THE LAB #77: Building a Web Scraping Knowledge Assistant with RAG
How to include scraped data in your AI assistant
If you’re working in a company that uses web data, you know for sure that it’s just the first layer of a more complex product. In fact, web-scraped data has traditionally been stored in files or databases (cloud storage buckets, data lakes, or data warehouses) and then analyzed using Business Intelligence (BI) tools, both commercial and proprietary. For example, a team might scrape product prices or customer reviews from the web, save the raw data as CSV/JSON files, load it into an SQL data warehouse, and then use BI platforms like Tableau or Power BI to create dashboards and reports. Modern web scraping solutions even output data in structured formats (CSV, JSON, Excel, etc.) specifically to facilitate this pipeline, making it easy to feed the results into existing analytics systems. This process allows analysts to slice and dice the data for insights, but it requires manual effort to formulate queries or build visualizations.
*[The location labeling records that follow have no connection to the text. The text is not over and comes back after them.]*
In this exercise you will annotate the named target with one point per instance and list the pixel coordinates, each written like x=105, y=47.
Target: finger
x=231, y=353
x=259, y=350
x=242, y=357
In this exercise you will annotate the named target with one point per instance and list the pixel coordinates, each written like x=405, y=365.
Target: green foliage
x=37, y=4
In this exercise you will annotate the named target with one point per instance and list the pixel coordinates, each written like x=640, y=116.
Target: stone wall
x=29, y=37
Today, Large Language Models (LLMs) are changing this paradigm. Instead of relying solely on static dashboards or SQL queries, organizations can use AI assistants to derive insights from scraped data via natural language prompts. In other words, rather than a human writing a query or interpreting a chart, an AI assistant can directly answer questions about the data. Think about having your ChatGPT-like interface and write some prompts to get insights, bypassing the dashboard creation. I’ve seen this kind of approach in several products before LLMs came out but with no great success. The evolving AI landscape and the weekly improvements we see in LLMs could change the landscape, shifting data exploration from a BI-centric approach to an AI-centric one.
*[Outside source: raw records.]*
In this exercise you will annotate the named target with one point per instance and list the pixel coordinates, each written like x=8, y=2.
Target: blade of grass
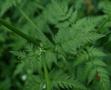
x=18, y=32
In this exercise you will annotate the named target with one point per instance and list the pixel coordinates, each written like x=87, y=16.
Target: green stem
x=44, y=38
x=18, y=32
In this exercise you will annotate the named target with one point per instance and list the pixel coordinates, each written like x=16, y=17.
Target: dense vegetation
x=55, y=44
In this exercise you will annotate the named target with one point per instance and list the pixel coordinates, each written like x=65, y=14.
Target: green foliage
x=59, y=45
Imagine asking, “Which competitor had the highest price last quarter?” instead of finding the right dashboard or Excel report by yourself to get the response. This approach promises faster, more intuitive access to information for non-technical users without the overhead of building charts or writing code. In the past companies where I worked, I’ve seen too many times a proliferation of different dashboards per group of users (if not per user), sometimes extracting different numbers from each other.
Of course, a new set of challenges arise: what about hallucinations? If we don’t see the underlying number of an answer, can we be 100% sure that the answer is correct?
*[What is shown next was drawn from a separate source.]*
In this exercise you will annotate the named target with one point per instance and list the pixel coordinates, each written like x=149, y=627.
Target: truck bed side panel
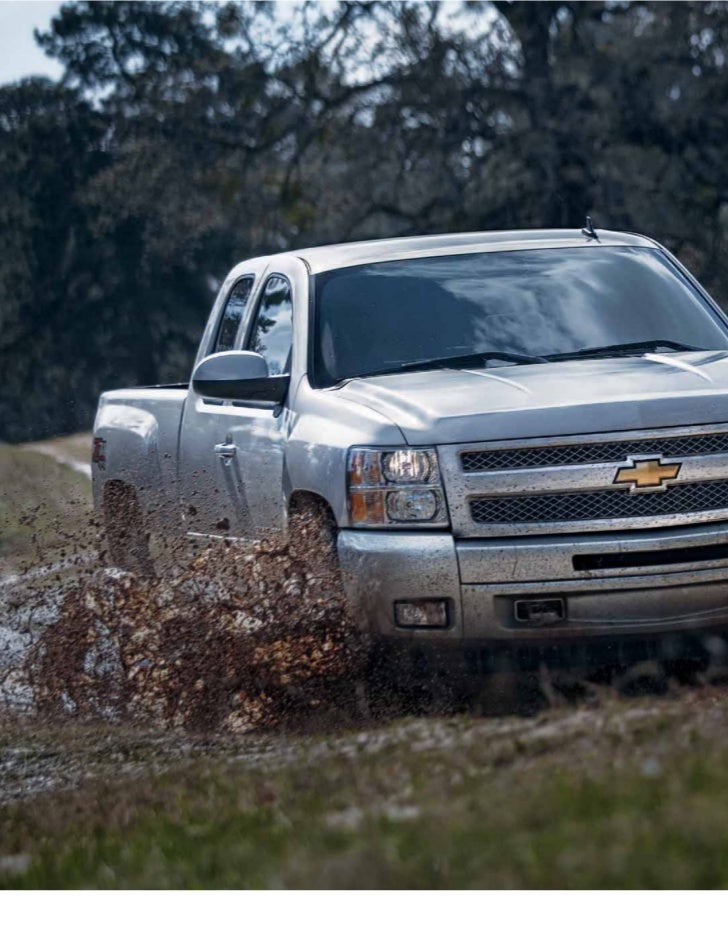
x=140, y=431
In this post (and the next one in the Lab series), we'll build an end-to-end project where we’ll start by scraping the articles in this newsletter, putting them in a database suitable for AI use, retrieving this knowledge, and then publishing a web app that can use an enriched version of a GPT model.
Improving LLM Knowledge
Integrating custom data (like your scraped dataset) into an LLM can be done primarily in two ways: by fine-tuning the model or by using Retrieval-Augmented Generation (RAG), and each of these methods has pros and cons. Let’s see how they differ and which approach could be the best for our use case.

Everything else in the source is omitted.